March 20, 2018 10:00 AM


1. In FY2016, the federal government doled out $1.5 billion in incentive, recruitment, relocation, retention, and performance bonuses.

2. The federal government disclosed 330,000 employees received bonuses totaling $351 million in FY2016.

3. Approximately $1.1 billion in federal performance bonuses were withheld from disclosure in FY2016.

4. All federal performance bonuses are shielded by anti-transparency language inserted into federal union contracts. According to the U.S. Office of Personnel Management, performance bonuses are sometimes based on salary amount and performance rating, and disclosure may allow others to determine an employee's rating. 5. According to a Government Accountability Office audit published last summer using 2013 data, 99.6 percent of all federal workers received job performance ratings of "fully successful." That's a higher rating than the advertised purity of Ivory soap (99.3 percent).

6. Forcing open the federal performance bonus data will require an act of Congress. Congressman Mark Sanford (SC-1) spearheaded the Performance Bonus Sunshine Act which would require the disclosure of federal performance bonuses.

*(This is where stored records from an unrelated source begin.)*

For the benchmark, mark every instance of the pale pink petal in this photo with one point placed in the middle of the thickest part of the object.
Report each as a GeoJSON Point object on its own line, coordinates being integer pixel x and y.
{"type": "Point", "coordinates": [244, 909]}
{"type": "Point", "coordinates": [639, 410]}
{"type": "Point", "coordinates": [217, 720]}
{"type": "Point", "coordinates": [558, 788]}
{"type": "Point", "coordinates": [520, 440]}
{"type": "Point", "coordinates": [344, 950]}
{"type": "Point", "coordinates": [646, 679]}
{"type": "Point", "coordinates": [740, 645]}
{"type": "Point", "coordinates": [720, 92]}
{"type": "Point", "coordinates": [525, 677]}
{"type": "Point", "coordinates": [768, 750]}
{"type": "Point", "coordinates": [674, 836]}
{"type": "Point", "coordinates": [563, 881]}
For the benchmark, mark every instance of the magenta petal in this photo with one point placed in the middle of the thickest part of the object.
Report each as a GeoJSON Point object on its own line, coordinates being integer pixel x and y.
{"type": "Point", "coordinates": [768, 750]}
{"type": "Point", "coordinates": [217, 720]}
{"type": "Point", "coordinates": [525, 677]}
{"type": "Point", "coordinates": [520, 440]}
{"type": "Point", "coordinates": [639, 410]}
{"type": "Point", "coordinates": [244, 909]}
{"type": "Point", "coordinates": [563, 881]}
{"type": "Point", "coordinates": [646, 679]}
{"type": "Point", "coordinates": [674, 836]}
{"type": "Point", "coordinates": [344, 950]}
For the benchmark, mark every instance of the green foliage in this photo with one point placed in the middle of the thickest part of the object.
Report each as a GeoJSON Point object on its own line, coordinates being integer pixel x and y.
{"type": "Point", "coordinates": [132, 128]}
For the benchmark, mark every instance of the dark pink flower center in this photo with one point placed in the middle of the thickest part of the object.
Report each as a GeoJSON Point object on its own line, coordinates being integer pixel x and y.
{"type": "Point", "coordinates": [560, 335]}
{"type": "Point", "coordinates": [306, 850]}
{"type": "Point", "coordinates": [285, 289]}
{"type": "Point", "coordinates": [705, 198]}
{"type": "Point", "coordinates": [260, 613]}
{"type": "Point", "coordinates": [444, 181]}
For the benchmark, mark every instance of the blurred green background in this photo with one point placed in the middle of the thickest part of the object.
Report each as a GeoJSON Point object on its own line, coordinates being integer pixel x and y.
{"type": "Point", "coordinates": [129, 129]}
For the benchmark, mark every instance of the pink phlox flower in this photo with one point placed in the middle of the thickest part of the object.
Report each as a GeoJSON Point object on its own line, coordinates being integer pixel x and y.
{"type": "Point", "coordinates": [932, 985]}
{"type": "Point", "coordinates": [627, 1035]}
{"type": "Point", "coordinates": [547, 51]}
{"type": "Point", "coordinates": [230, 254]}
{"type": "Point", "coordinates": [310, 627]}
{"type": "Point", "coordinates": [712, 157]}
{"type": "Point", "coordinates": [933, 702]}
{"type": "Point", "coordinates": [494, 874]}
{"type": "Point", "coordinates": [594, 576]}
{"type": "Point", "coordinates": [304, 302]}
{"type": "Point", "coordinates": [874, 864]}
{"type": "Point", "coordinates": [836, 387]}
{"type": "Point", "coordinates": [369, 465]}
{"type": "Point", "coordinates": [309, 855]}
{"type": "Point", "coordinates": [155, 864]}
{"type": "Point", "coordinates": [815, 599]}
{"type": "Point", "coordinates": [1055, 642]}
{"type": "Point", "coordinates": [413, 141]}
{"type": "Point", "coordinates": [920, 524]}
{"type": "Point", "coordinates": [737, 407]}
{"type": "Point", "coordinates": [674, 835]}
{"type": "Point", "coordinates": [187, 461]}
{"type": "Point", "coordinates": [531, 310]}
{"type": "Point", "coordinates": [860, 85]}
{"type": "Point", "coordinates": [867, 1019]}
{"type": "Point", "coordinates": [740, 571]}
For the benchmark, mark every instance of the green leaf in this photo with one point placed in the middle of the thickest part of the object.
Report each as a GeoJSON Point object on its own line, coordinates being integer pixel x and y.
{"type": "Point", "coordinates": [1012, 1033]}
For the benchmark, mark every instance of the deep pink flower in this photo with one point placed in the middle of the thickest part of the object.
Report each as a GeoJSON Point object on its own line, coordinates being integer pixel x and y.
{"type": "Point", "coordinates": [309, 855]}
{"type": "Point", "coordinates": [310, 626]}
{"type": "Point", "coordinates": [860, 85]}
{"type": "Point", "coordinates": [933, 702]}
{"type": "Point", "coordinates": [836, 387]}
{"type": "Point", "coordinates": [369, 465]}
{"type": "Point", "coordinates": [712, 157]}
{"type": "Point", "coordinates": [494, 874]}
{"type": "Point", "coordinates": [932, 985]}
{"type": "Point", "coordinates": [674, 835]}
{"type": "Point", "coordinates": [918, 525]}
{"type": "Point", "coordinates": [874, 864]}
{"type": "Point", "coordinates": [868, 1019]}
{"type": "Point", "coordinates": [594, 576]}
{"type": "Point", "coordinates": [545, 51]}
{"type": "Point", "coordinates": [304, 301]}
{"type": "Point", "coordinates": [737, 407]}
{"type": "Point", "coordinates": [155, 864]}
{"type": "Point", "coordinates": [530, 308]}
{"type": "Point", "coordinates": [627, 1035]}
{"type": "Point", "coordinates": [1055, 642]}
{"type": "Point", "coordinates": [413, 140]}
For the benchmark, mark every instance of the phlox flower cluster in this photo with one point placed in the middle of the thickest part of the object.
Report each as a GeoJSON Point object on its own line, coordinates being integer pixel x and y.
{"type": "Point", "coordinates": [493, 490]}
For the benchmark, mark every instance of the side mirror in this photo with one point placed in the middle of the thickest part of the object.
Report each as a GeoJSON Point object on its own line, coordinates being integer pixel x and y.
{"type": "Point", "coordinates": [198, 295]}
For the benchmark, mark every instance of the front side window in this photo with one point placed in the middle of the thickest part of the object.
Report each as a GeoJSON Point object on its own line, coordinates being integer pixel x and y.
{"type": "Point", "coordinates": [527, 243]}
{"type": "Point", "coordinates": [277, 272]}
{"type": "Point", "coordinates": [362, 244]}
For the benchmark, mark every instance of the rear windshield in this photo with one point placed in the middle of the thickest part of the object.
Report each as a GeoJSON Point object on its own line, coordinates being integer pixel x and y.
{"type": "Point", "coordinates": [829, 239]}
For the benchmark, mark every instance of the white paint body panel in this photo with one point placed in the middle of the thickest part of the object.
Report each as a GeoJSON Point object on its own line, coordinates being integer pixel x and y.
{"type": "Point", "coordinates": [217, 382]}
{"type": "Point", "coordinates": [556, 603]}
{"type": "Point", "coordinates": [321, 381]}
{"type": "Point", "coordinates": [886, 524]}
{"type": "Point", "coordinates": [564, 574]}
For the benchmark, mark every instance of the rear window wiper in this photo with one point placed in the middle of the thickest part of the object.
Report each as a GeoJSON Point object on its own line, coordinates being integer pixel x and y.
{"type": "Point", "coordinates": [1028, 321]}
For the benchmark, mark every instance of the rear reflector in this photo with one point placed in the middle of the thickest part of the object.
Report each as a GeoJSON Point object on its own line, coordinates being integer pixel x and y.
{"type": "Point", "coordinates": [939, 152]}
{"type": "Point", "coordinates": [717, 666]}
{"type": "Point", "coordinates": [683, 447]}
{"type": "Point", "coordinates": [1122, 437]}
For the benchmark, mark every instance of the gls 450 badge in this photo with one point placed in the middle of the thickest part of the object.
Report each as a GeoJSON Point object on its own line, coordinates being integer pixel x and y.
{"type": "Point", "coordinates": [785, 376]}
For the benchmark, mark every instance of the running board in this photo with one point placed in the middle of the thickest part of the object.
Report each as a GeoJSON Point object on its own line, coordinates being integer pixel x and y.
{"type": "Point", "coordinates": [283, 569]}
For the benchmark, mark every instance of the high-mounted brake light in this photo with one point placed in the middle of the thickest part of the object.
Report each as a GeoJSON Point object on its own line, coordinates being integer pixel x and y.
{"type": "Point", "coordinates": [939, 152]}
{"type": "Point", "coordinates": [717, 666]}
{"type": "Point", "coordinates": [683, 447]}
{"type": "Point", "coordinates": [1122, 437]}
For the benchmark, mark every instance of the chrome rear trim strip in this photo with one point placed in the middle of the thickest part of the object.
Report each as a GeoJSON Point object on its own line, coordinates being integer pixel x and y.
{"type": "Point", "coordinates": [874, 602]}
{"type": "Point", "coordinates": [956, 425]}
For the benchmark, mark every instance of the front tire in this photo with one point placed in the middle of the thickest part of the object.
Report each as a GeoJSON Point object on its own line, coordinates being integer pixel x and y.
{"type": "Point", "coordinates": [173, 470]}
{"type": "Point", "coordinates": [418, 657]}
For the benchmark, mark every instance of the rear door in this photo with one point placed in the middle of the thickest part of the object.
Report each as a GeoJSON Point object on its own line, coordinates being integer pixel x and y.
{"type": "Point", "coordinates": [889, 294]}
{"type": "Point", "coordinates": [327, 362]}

7. Bonus transparency is crucial at federal agencies which have demonstrated irresponsible practices in the past. For example, in 2014, the Department of Veterans Affairs doled out hundreds of millions of dollars in undeserved performance bonuses while sick veterans died waiting to see a doctor.

8. Presidio Trust, a small land management agency in San Francisco, California, awarded six of the 10 largest federal bonuses over the last three years (FY2014-2016), including six-figure bonuses to a human resources manager, a program manager, a general attorney, and a realtor.

9. The largest disclosed federal bonus went to Bart Farrell, a human resources manager in charge of processing payroll at Presidio Trust for $141,525.

10. In total, 60 percent of all disclosed bonus dollars were distributed by just five departments or independent agencies. The Department of Transportation paid out the most bonus dollars in FY2016, totaling $54.4 million. The Department of Homeland Security and the Department of Commerce both doled out more than $50 million in bonuses each.